The hypnagogic state is what your brain experiences between wakefulness and sleep. It’s a state of threshold consciousness in which one can find oneself hallucinating, lucid dreaming, stuck in a state of sleep paralysis, or in Kiel’s case: the place in which a song can be written. Throughout her life, she has found inspiration in this dream state. “That’s when the songs come, right when I’m waking up,” Kiel said. “I know this sounds like I’m crazy. But the songs come in this stage where you’re coming out of REM sleep. You’ve been in a dream, but now you’re waking up and you can, at that moment, access stuff from your dream. You can pull it from the dream world into the real world.”

“Late Night Drive,” in its essence, is very true to Kiel’s dream state inspiration. Its soft, translucent tone feels like peeling back the layers on something unclear. “Normally when a song starts for me, it’s like one little kernel of a melody, often with like a line or a rhythm that will sort of pop up and recur and I have to build the song around that little nugget,” Kiel says of her songwriting process. “Late Night Drive” feels like a person being pulled from a dream into reality, images moving from soft focus into clear. Light slowly filtering in, the senses trying to explain the extraordinary.

In the video reality and dream state meet as Kiel confronts a dark figure lurking in the back seat of her car. The video goes from a winding drive to a familiar place to an unnerving look down the rabbit’s hole. The back and forth, the interplay between the usual and the unusual, this is where Kiel truly shines. While the song fits into the album’s overall theme, Kiel’s approach on this track is delightfully straightforward, her voice modulating carefully while her guitar bends and curves with the road, the sounds reverberating against the windshield.

As a young girl, Kiel wanted to be a dream scientist. Growing up in North Carolina’s Chapel Hill, a college town perched somewhere between the mountains and the ocean, she was fascinated with the study of dreams. Her parents were academics – her father, an organizational psychologist, her mother, a former Slavic Languages graduate turned author – with a deep love for music. “It was my parent’s record collection that got me into music,” Kiel says. “They had this incredible wall of hundreds of records and when I was a kid I just gravitated towards them.”

Kiel spent days on end exploring their vinyl collection, tap dancing to the vibrations of The Everly Brothers, The Beatles, Bonnie Raitt. Those early rock music inclinations helped balance her classical education (at school she learned the flute). At age 13, she began to play piano, banging out her teenage angst on one she’d inherited from her step-grandmother.

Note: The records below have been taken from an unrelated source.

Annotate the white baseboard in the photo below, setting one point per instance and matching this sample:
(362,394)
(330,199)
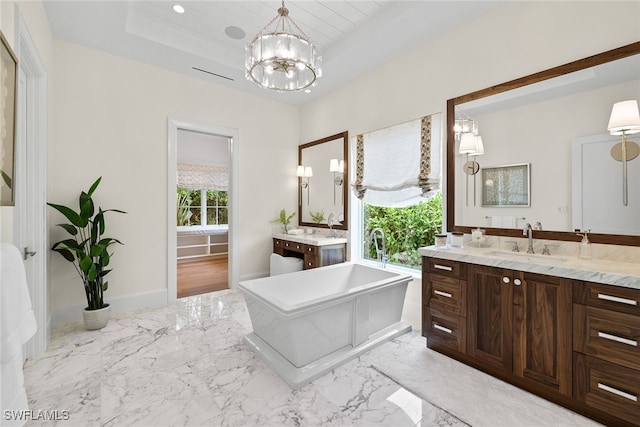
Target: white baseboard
(73,313)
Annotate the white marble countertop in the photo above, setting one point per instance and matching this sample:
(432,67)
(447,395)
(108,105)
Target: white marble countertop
(626,274)
(311,239)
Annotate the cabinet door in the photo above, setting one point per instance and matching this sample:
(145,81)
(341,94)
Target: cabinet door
(542,350)
(490,320)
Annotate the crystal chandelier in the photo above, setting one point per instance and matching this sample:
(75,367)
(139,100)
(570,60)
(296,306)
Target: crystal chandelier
(281,57)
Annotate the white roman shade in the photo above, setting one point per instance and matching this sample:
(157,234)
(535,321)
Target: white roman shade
(203,177)
(399,165)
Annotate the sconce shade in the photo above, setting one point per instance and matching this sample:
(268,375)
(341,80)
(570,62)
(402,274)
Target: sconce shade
(624,117)
(471,144)
(479,146)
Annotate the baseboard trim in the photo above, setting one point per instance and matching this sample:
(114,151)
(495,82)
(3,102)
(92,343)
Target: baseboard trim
(73,313)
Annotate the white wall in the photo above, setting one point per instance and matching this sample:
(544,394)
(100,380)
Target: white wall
(111,121)
(511,41)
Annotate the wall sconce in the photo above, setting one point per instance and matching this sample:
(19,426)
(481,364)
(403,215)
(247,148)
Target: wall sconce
(624,120)
(462,126)
(471,144)
(337,167)
(304,173)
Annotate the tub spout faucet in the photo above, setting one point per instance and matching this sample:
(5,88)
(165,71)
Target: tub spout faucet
(527,230)
(381,254)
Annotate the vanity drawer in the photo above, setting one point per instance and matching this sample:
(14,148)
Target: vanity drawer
(607,335)
(310,250)
(293,246)
(625,300)
(278,246)
(445,267)
(310,262)
(445,330)
(446,294)
(611,388)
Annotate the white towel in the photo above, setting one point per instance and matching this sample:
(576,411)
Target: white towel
(17,326)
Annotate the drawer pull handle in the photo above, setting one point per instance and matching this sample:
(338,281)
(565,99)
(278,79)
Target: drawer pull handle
(617,299)
(618,339)
(442,294)
(442,328)
(617,392)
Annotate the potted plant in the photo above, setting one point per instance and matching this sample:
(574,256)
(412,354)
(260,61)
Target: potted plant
(317,217)
(87,250)
(285,219)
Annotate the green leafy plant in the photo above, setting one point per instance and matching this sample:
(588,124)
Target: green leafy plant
(87,249)
(183,207)
(284,219)
(317,217)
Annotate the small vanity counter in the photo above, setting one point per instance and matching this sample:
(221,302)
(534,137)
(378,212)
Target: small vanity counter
(315,250)
(626,274)
(311,239)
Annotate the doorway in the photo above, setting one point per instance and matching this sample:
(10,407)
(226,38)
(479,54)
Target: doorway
(30,219)
(202,209)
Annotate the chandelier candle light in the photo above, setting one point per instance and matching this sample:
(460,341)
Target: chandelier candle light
(281,57)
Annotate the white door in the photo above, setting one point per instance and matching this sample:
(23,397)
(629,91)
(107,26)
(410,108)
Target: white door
(30,220)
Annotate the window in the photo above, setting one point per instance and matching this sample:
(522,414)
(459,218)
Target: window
(406,229)
(202,207)
(398,180)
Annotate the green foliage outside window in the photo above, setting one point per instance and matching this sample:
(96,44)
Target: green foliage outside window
(405,229)
(190,207)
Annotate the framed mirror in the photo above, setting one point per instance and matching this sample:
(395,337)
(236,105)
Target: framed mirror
(539,120)
(322,182)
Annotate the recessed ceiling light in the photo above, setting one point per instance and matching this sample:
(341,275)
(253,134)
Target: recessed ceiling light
(234,32)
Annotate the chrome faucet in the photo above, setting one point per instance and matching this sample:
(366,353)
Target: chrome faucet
(527,229)
(381,254)
(330,224)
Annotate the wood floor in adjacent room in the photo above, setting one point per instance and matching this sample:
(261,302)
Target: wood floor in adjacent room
(202,276)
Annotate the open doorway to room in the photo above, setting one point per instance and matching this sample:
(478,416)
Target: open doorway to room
(202,212)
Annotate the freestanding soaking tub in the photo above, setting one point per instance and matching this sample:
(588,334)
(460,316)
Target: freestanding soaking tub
(308,322)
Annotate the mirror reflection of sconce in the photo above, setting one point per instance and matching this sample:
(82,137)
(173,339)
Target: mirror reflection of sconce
(304,172)
(337,167)
(471,144)
(465,125)
(624,120)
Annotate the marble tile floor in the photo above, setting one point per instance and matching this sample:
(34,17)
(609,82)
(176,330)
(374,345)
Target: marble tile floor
(186,365)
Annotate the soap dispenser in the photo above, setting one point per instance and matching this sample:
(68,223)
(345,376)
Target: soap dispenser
(585,246)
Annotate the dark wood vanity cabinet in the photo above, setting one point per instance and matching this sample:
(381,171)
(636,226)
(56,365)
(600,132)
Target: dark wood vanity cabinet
(573,342)
(520,323)
(312,255)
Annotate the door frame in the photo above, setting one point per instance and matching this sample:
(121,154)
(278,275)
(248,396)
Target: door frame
(31,199)
(234,142)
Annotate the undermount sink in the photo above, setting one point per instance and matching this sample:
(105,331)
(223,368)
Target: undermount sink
(525,257)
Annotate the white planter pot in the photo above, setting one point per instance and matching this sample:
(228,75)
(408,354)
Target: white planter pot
(96,319)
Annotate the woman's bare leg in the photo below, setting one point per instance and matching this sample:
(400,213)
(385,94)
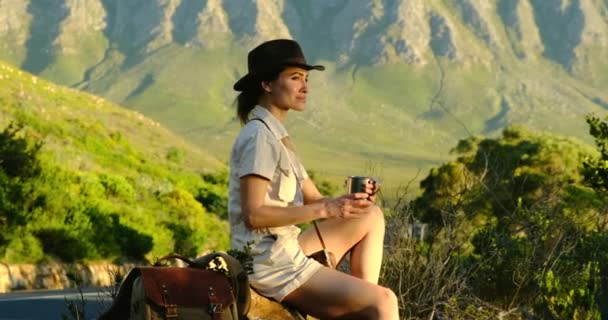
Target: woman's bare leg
(365,236)
(330,294)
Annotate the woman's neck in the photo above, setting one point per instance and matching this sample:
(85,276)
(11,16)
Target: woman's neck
(279,113)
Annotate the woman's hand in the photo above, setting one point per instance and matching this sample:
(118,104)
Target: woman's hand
(347,206)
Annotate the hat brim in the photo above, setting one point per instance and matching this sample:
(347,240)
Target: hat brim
(249,78)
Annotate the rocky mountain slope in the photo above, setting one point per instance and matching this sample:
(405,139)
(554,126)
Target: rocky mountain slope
(419,74)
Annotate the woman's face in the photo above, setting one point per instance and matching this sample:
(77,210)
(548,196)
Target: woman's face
(289,90)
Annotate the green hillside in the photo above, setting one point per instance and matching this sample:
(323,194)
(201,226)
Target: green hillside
(111,182)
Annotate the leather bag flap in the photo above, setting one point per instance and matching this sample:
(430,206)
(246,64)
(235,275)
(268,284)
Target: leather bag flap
(186,287)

“Sometimes I’ve been jealous of people who like got in their first bands when they were twelve. They got their first electric guitar,” Kiel says. “And sometimes I frame this in my mind as a gender thing – if I were a boy I would have gotten my first guitar when I was ten. I would have been in this band in my garage. Instead I was playing flute and tap dancing.”

In her junior year of college, Kiel studied abroad in England and was eager to make up for lost time and start a band. She jokes that she papered her campus with fliers that read, “If you like Radiohead and you want to be in my band, I’m a singer and songwriter. You will be a guitarist or a drummer or a bass player. We will play songs by Radiohead.” But it wasn’t until Kiel returned to North Carolina that she discovered a community of like-minded musicians to work with. “I’m a townie,” she says with a laugh. “That’s what I’ve come to realize: I’m a townie for life.”

Semi-Formal was a “crunchy, Neil Young influenced” country rock band. In Attic Orchestra, a chamber orchestra group, Kiel played the banjo, flute, and tap danced. Small Lions bent more toward the pop indie sound Kiel gravitates towards nowadays. All three groups involved bandmate Patrick Dyer Wolf (Goodnight, Texas), but ultimately Kiel felt a strong pull toward solo work: “My songs feel so much like my vision. So even though it was fun to play gigs with a band and share songwriting credits and do all that stuff, when it comes to making records I really just wanted to make my own records at the end of the day. I really just wanted to be like: This is my statement for right now.”

After releasing her debut Table Manners in 2008 and sophomore LP Television Waltz in 2011, Kiel took some time following 2017’s Shot from a Cannon to recover from a vocal injury, and make room for a new project. “I worked on [Shot From A Cannon] when I was in this place of forward movement, really propulsion; wanting to do something or get out of a rut or be propelled,” Kiel says; once she’d gotten Shot From A Cannon “out of her system,” she felt herself returning to old themes, thoughts and journal entries that were written straight out of childhood. Her newest album is a mix of songs from throughout her career, pieced together under an umbrella: Dream Logic.

“I’ve been learning not to regret my trajectory of how I got to where I am, because it’s not wasted time,” she says about her music journey. “We’re in this society where you have to be wracking up things; there’s this feeling of, how many years did I waste not playing guitar or being in bands or whatever. But it’s like: No, I was living my life and becoming the person that I am.”

Kiel is currently focused on the release of Dream Logic – slated for October 23 – but is already dreaming up new ways to combine her love of tap, flute, and rock ‘n’ roll. She’s not sure what will inspire her this time around – she may draw from the dream state again – but, she says, “It’s just nice to feel that that’s available to me. That there’s some other something. That there’s something else I can get at, that’s different from my waking life brain.”